La situation du transport aérien aux États-Unis s'aggrave de jour en jour. Dimanche 27 octobre, plus de 8.700 vols ont été retardés dans l'espace aérien américain, selon les données de FlightAware. Cette dégradation spectaculaire s'explique par l'épuisement progressif des contrôleurs aériens, contraints de travailler sans rémunération depuis le début de la fermeture gouvernementale le 1er octobre.

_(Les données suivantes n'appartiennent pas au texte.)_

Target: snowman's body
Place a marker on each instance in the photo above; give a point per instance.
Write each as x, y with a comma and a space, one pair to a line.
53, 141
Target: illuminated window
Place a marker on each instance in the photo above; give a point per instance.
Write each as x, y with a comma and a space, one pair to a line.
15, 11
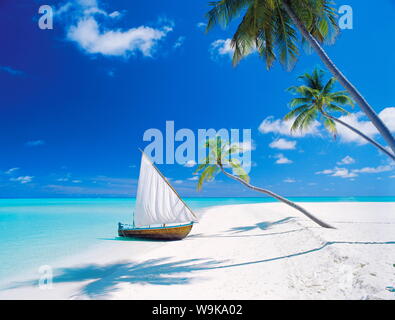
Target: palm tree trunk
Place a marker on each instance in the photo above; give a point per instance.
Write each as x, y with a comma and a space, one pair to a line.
280, 198
360, 134
359, 99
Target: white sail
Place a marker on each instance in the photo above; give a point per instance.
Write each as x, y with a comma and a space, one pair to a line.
157, 202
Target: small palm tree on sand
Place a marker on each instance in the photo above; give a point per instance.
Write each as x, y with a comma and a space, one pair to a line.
221, 156
316, 99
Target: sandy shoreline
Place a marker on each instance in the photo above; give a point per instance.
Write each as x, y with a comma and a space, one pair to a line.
254, 251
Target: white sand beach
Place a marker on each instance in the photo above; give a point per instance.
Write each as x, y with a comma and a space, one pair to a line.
255, 251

Le secrétaire aux Transports Sean Duffy a tiré la sonnette d'alarme ce même dimanche, avertissant les voyageurs qu’ils devront faire face à davantage de retards et d'annulations dans les semaines à venir. « Samedi (26 octobre), nous avons eu 22 déclencheurs de problèmes de personnel, l'un des plus élevés que nous ayons vus dans le système depuis le début de la fermeture », a-t-il déclaré sur Fox News.

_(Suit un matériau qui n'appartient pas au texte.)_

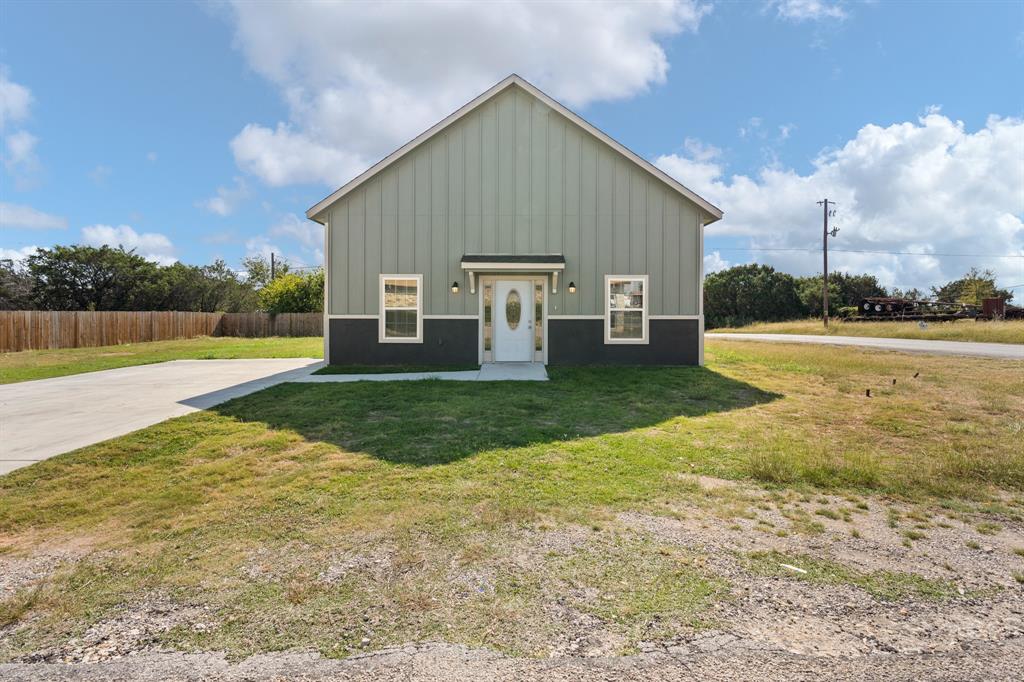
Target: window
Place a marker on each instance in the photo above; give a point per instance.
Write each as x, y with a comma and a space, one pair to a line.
626, 311
400, 320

Cette situation critique se manifeste concrètement dans les principaux aéroports du pays. Lundi 28 octobre au matin, l'aéroport international Hartsfield-Jackson d'Atlanta, le plus fréquenté du pays, a enregistré des retards moyens de 60 minutes en raison de problèmes de personnel. Parallèlement, l'aéroport international de Los Angeles a dû imposer un arrêt temporaire au sol, provoquant des retards moyens de 25 minutes.

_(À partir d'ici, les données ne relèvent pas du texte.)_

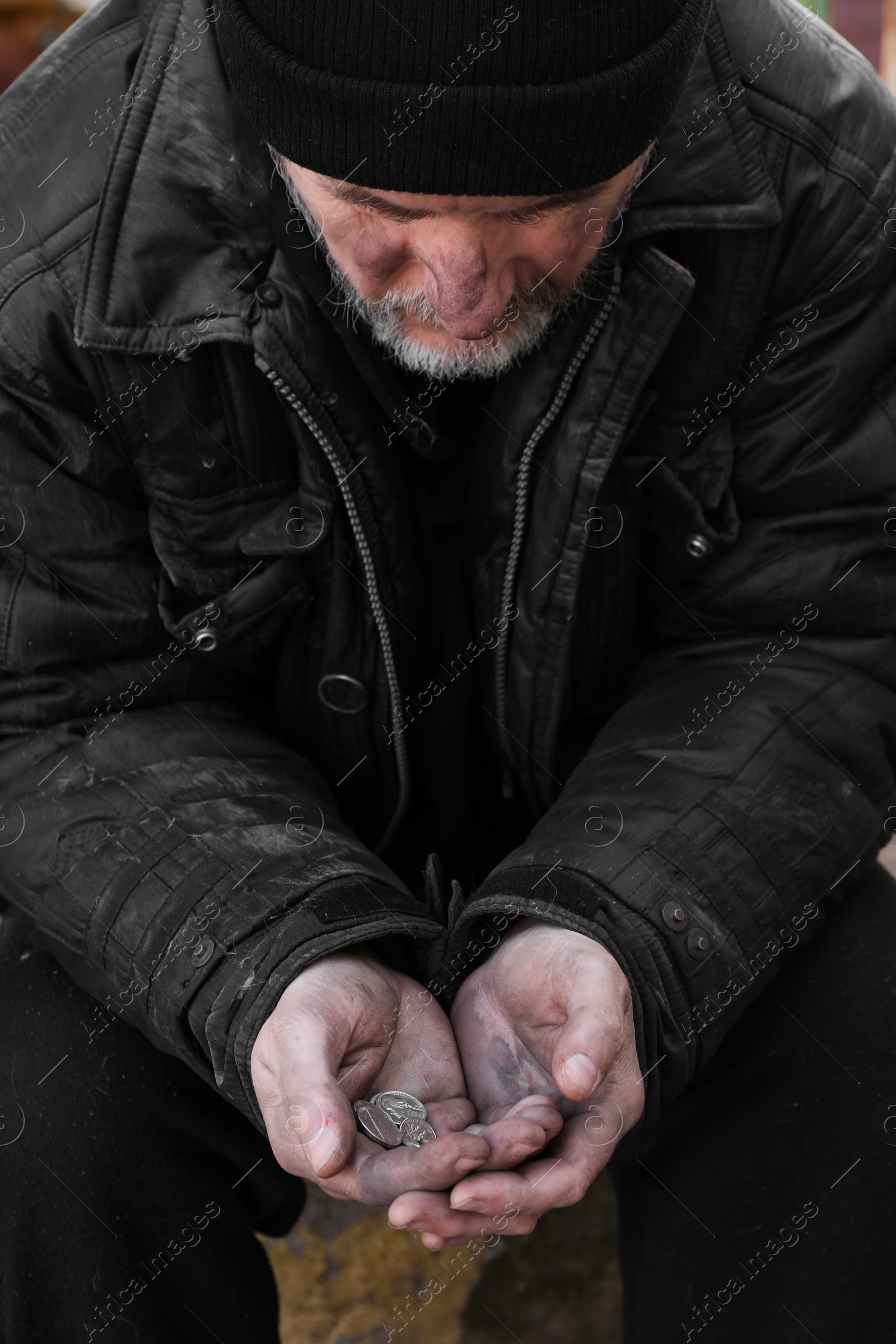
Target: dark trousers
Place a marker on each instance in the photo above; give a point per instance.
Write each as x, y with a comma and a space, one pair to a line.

Des contrôleurs aériens en détresse
La situation des contrôleurs aériens devient de plus en plus précaire. Ces employés essentiels, qui ne peuvent légalement faire grève, voient leurs absences pour maladie augmenter drastiquement. Depuis le 1er octobre, au moins 264 cas de problèmes de personnel ont été signalés dans les installations de la FAA, soit plus de quatre fois les 60 cas enregistrés aux mêmes dates en 2024, selon CNN.
« Nous avons plus de personnes qui appellent pour se déclarer malades, plus de personnes qui ne se présentent pas au travail », a reconnu Sean Duffy, ajoutant que les contrôleurs « s'épuisent » et « prennent des emplois secondaires » pour joindre les deux bouts. Certains contrôleurs travaillent actuellement 60 heures par semaine avec seulement quatre jours de congé par mois en moyenne, rapporte Forbes.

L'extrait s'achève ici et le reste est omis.